What I'm about to say may bring to mind the old saying about how a man won't believe anything his paycheck is dependent on not believing...but I'm still unsold on the electric car as "disruptive." (Firstly, that's not a word that applies in this case, as electric cars aren't new, and Tesla trades more on coolness than anything, but I digress.) GM tried to sell electric cars years ago, and they flopped. GM and Nissan are both selling electric cars now, and neither is getting customers to flock to them. Tesla sells luxury cars and keeps promising an affordable alternative, but can't come up with one. Anyway, it's not their wheelhouse, and as soon as they can make one, all of a sudden their diluting their own brand; they have a lot of reason not to make one.

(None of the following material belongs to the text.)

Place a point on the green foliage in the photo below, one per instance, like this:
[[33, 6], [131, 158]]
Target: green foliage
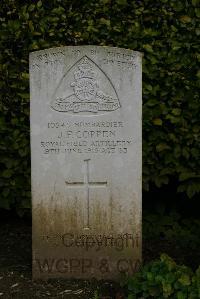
[[167, 32], [172, 227], [163, 279]]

But anyway, all this is beside the point. Let's imagine a world where everyone is driving electric. My fundamental question that I've never seen addressed, and one that I think is non-trivial, is what will be the fate of all those batteries? Batteries are among the most polluting things you can put in a landfill, and if we're talking about, say, 20,000,000 cars per year (assuming they will sell more cars in the future than they do now), that's not nothing. I don't know if it's enough to make a large scale environmental disaster, but it's a problem of trading a low toxicity, huge volume pollutant, to a high toxicity, low volume pollutant. And this is assuming that the number of batteries is equal to the number of cars. It won't be, because they only way full adoption will ever take place is if batteries can be swapped instead of charged (as I doubt long driving distances will cease to be a thing if it's even cheaper to drive in the future than the present, especially if the cars will navigate themselves to your destination).

All this isn't to say that I don't long for advent of renewables. I just think it might not be so cut and dry with cars.